Coronavirus Disease 2019 (COVID-19) outbreak caused by severe acute
respiratory syndrome coronavirus 2 (SARS-CoV-2) has become a major
public health problem. The elderly people are the most affected
population by the COVID-19 outbreak in terms of mortality and morbidity.
Delirium caused by hypoxia, a prominent clinical feature of COVID-19,
may increase the need for treatment of Alzheimer’s disease (AD) patients
(1). Therefore, drug-drug interactions should be considered in AD
patients while receiving COVID-19 treatment.
AD treatment consists of cholinesterase inhibitors (ChEIs) (donepezil,
rivastigmine, galantamine) and memantine. In addition, antidepressants
and antipsychotics are used to control for behavioral and psychiatric
symptoms of patients (2). Despite ChEIs have few pharmacokinetic
drug-drug interactions, donepezil and galantamine can be affected by
specific substrates, inhibitors or inducers of the cytochrome P450
(CYP450) enzymes (such as CYP2D6, CYP3A4). Chloroquine (CQ) and
hydroxychloroquine (HCQ) are metabolized by CYP2C8, CYP2D6, CYP3A4 and
inhibits CYP2D6. Pharmacological effects of galantamine and donepezil
may increase during CQ/HCQ treatment. Azithromycin has a low risk for
CYP450 mediated drug interactions. Cardiac adverse effects (such as
bradycardia, heart block, and QT interval prolongation) may appear
related to both ChEIs and CQ/HCQ or azithromycin. Thus, more frequently
electrocardiography monitoring should be considered when concomitant
use. Lopinavir is primarily metabolized by CYP3A enzymes and ritonavir
is a potent inhibitor for CYP3A and CYP2D6. Additionally,
lopinavir-ritonavir are inhibitors of drug transporters such as
p-glycoprotein, breast cancer resistance protein, and inducers of
CYP1A2, CYP2B6, CYP2C19, CYP2C9, glucuronyl transferase enzymes.
Lopinavir-ritonavir may increase plasma concentrations of galantamine
and donepezil. Consequently, adverse reactions or toxicity risk of ChEIs
may increase. In addition, caution should be advised in terms of
bradycardia when using lopinavir-ritonavir and ChEIs together (2, 3).
Memantine undergoes limited hepatic metabolism and has a low risk for
pharmacokinetic/pharmacodynamic drug-drug interaction. Therefore,
memantine may be a safer alternative in COVID-19 treatment (2).

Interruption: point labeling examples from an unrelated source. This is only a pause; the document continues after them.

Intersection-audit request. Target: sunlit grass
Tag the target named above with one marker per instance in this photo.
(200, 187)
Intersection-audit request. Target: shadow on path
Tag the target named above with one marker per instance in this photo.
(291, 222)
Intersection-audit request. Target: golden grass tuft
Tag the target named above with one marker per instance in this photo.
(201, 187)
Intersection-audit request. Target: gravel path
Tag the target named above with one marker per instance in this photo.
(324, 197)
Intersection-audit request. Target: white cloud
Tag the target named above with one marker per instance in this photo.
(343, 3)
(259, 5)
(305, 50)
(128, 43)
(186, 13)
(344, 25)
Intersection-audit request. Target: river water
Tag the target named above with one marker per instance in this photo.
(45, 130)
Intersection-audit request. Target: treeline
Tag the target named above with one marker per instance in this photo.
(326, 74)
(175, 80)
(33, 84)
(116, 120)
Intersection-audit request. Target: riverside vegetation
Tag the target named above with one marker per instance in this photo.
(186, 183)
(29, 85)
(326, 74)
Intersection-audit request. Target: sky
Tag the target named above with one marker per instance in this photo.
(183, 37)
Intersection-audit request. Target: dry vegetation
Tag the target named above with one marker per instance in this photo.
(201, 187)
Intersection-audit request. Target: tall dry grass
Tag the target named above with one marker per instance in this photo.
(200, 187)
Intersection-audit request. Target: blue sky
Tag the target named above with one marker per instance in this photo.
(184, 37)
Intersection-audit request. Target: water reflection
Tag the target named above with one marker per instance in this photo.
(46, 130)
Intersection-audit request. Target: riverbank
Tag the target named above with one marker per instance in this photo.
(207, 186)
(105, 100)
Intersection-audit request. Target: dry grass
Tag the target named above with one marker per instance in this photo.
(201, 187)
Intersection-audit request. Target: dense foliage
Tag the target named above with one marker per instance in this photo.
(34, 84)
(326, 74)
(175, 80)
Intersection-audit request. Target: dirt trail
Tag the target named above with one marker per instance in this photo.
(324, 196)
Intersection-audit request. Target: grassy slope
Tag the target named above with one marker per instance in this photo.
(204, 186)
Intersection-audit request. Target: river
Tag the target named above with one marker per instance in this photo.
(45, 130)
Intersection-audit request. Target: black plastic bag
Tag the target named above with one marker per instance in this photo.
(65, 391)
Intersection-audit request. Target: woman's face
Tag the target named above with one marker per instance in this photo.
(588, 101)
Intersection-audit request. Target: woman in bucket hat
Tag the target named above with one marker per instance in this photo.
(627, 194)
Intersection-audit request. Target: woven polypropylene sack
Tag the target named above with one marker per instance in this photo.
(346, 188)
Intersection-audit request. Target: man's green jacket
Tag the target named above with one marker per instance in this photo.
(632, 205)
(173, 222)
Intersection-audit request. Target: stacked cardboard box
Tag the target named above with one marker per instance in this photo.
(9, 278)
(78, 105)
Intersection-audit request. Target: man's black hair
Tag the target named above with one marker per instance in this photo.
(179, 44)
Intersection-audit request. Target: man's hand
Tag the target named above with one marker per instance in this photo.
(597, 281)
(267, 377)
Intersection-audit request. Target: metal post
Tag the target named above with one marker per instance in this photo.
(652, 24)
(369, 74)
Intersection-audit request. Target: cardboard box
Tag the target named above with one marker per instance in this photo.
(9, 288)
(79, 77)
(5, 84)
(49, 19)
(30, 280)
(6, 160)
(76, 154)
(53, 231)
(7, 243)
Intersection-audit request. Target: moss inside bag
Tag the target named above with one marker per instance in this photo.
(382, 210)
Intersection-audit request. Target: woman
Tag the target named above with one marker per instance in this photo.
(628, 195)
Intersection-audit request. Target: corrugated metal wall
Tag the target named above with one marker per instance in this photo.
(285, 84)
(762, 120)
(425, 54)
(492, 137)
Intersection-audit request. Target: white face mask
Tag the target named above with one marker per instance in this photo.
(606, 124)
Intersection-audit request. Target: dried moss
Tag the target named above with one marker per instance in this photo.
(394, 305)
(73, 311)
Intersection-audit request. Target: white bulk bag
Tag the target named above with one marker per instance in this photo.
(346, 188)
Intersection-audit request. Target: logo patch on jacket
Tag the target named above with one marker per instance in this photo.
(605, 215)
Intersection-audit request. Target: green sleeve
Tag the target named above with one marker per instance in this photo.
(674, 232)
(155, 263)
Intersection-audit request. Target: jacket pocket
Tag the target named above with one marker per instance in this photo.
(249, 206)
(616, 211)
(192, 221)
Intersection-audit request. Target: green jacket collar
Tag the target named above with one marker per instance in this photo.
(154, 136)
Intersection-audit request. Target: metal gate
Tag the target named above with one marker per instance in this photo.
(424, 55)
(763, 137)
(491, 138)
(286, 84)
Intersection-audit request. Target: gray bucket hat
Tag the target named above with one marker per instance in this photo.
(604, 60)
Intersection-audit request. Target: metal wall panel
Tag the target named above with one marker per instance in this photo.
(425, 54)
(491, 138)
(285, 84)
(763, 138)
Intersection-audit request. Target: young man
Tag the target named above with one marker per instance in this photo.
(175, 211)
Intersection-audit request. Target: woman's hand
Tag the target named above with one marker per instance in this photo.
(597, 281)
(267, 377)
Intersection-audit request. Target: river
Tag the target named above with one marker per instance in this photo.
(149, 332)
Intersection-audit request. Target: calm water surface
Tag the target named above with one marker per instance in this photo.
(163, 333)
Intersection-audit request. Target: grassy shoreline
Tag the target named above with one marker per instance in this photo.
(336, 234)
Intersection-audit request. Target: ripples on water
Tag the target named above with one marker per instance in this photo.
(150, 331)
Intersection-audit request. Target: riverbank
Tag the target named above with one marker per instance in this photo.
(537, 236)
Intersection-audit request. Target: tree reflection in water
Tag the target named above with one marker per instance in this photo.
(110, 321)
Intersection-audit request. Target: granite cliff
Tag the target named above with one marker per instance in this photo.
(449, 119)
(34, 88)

QT interval prolongation and ventricular arrhythmias (including Torsades
de Pointes) should be monitor in the use of azithromycin, CQ, HCQ and
lopinavir/ritonavir with antipsychotics, antidepressants. Caution may be
required when using strong CYP2D6 inhibitors (such as paroxetine and
fluoxetine) and CYP2D6 substrate CQ (2, 3). In addition, glycemic
control should be monitored as selective serotonin reuptake inhibitors
may increase the hypoglycemic effect of CQ and HCQ (4). Due to the
effect of ritonavir on a large number of drug-metabolizing enzymes, the
dose may need to be increased/decreased when used with antipsychotic and
antidepressant drugs that may potentially affect their metabolism (3,
5).
No potential interaction is expected between tocilizumab, ribavirin,
favipiravir and AD’ treatments (3). Drug interactions should be
evaluated in AD patient while receiving COVID-19 treatment. Principally,
safer COVID-19 and AD treatments should be preferred, otherwise the
patient should be closely monitored essential aspects.